When working with Apache Spark, the default logging level is often set to “INFO,” which can result in a large number of informational messages being displayed in the console. These messages can obscure more important messages, such as warnings and errors. To stop these INFO messages from displaying, you can change the logging level either programmatically or by modifying the log4j properties file.
Method 1: Using a Configuration File (log4j.properties)
One way to suppress INFO messages is by modifying the `log4j.properties` file. Follow these steps:
1. Create a file named `log4j.properties` if it doesn’t already exist.
2. Add the following lines to the file to set the logging level to “WARN”:
# Set everything to be logged to the console
log4j.rootCategory=WARN, console
# settings to quiet third-party logs that are too verbose
log4j.logger.org.apache.spark=WARN
log4j.logger.org.eclipse.jetty=WARN
log4j.logger.org.eclipse.jetty.server=WARN
log4j.appender.console=org.apache.log4j.ConsoleAppender
log4j.appender.console.target=System.err
log4j.appender.console.layout=org.apache.log4j.PatternLayout
log4j.appender.console.layout.ConversionPattern=%d{yy/MM/dd HH:mm:ss} %p %c{1}: %m%n
3. Pass the path of this `log4j.properties` file to your Spark application using the `–conf` option from the command line:
spark-submit --conf "spark.driver.extraJavaOptions=-Dlog4j.configuration=file:/path/to/log4j.properties" \
--conf "spark.executor.extraJavaOptions=-Dlog4j.configuration=file:/path/to/log4j.properties" \
your_spark_application.py
Method 2: Programmatically Using PySpark
If you prefer to change the logging level programmatically within your Spark application, you can achieve this by configuring the logging level directly in the code. Below is an example using PySpark:
from pyspark.sql import SparkSession
import logging
# Create a Spark session
spark = SparkSession.builder \
.appName("Suppress INFO messages") \
.getOrCreate()
# Suppress INFO messages
logger = logging.getLogger('py4j')
logger.setLevel(logging.WARN)
# Your Spark code here
data = [("John", 28), ("Smith", 35), ("Adam", 50)]
columns = ["Name", "Age"]
df = spark.createDataFrame(data, columns)
df.show()
# Stopping the Spark session
spark.stop()
Method 3: Programmatically Using Scala
Similarly, you can change the logging level in Scala as follows:
import org.apache.spark.sql.SparkSession
import org.apache.log4j.{Level, Logger}
// Initialize Spark session
val spark = SparkSession.builder()
.appName("Suppress INFO messages")
.getOrCreate()
// Suppress INFO messages
Logger.getLogger("org").setLevel(Level.WARN)

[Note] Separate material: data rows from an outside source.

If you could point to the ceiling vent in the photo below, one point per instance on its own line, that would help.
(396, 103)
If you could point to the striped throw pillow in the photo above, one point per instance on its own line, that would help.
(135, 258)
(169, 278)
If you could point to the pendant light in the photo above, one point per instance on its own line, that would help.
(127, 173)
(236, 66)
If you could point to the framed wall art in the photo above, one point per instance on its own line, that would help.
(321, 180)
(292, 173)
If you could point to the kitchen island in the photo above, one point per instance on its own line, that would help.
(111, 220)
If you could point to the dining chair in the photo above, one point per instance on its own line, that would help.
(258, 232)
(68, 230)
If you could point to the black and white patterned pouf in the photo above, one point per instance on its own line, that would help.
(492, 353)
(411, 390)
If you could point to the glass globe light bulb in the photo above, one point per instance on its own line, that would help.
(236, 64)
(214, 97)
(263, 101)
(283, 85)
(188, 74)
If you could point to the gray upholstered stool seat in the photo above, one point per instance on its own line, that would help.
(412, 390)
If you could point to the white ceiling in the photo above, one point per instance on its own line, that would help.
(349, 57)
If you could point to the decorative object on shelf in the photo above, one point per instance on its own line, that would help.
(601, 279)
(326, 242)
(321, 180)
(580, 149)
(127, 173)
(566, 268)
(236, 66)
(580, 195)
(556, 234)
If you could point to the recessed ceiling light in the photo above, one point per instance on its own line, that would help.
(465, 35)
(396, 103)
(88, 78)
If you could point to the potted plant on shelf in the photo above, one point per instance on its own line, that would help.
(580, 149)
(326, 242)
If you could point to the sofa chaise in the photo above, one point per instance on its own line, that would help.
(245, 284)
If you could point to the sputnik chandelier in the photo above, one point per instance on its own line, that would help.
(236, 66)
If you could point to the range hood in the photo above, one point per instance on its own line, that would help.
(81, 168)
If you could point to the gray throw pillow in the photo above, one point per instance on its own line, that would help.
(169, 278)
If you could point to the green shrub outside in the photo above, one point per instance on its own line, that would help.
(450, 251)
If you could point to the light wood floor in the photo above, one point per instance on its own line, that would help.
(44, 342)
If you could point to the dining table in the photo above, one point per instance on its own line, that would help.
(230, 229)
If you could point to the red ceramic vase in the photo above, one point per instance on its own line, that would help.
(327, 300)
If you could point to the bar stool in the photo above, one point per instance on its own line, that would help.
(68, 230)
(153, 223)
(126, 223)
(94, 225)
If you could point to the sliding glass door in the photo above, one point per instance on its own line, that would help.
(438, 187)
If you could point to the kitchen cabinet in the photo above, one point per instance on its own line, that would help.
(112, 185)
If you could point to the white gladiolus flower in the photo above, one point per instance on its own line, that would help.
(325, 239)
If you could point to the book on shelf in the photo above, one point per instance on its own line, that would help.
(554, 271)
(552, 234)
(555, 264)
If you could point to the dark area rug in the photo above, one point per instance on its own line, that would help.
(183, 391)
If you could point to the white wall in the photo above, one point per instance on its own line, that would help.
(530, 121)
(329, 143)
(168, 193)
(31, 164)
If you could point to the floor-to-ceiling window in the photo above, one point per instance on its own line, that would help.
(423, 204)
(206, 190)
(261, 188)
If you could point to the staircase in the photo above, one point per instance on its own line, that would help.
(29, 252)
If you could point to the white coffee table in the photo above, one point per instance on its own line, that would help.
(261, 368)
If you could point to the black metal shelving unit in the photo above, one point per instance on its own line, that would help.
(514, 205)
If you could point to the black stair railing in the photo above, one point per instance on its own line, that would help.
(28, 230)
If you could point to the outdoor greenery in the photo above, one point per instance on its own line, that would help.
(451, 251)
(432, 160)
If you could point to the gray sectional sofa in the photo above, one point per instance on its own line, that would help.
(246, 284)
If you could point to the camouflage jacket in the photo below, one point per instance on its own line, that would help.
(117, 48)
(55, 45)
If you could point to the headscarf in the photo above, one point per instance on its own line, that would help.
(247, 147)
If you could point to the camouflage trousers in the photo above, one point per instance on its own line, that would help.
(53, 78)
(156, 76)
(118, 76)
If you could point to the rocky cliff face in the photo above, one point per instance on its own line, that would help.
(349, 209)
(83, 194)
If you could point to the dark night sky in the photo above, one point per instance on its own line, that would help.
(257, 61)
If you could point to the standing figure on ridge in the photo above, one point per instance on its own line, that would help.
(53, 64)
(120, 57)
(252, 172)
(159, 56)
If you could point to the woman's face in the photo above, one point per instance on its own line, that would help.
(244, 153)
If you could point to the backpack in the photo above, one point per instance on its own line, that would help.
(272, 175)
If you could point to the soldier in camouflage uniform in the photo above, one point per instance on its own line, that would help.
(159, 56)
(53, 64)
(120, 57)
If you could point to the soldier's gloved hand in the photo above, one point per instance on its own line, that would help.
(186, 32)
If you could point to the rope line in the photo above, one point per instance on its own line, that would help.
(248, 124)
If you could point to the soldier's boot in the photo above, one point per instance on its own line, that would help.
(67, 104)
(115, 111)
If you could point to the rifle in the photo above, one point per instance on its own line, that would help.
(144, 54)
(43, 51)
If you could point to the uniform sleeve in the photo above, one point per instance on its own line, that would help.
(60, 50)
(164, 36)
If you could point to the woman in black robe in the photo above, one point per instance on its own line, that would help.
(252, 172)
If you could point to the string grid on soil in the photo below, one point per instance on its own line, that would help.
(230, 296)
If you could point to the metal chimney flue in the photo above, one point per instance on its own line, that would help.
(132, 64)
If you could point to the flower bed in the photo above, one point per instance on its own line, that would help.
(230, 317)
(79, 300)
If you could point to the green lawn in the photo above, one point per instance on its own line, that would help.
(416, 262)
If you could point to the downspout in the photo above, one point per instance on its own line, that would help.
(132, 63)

Logger.getLogger("akka").setLevel(Level.WARN)
// Your Spark code here
val data = Seq(("John", 28), ("Smith", 35), ("Adam", 50))
val columns = Seq("Name", "Age")
val df = spark.createDataFrame(data).toDF(columns: _*)
df.show()
// Stopping the Spark session
spark.stop()
Output of the Example Code
+-----+---+
| Name|Age|
+-----+---+
| John| 28|
|Smith| 35|
| Adam| 50|
+-----+---+
By following either of these methods, you can suppress the INFO messages from being displayed in the Spark console, allowing you to focus on more critical log messages.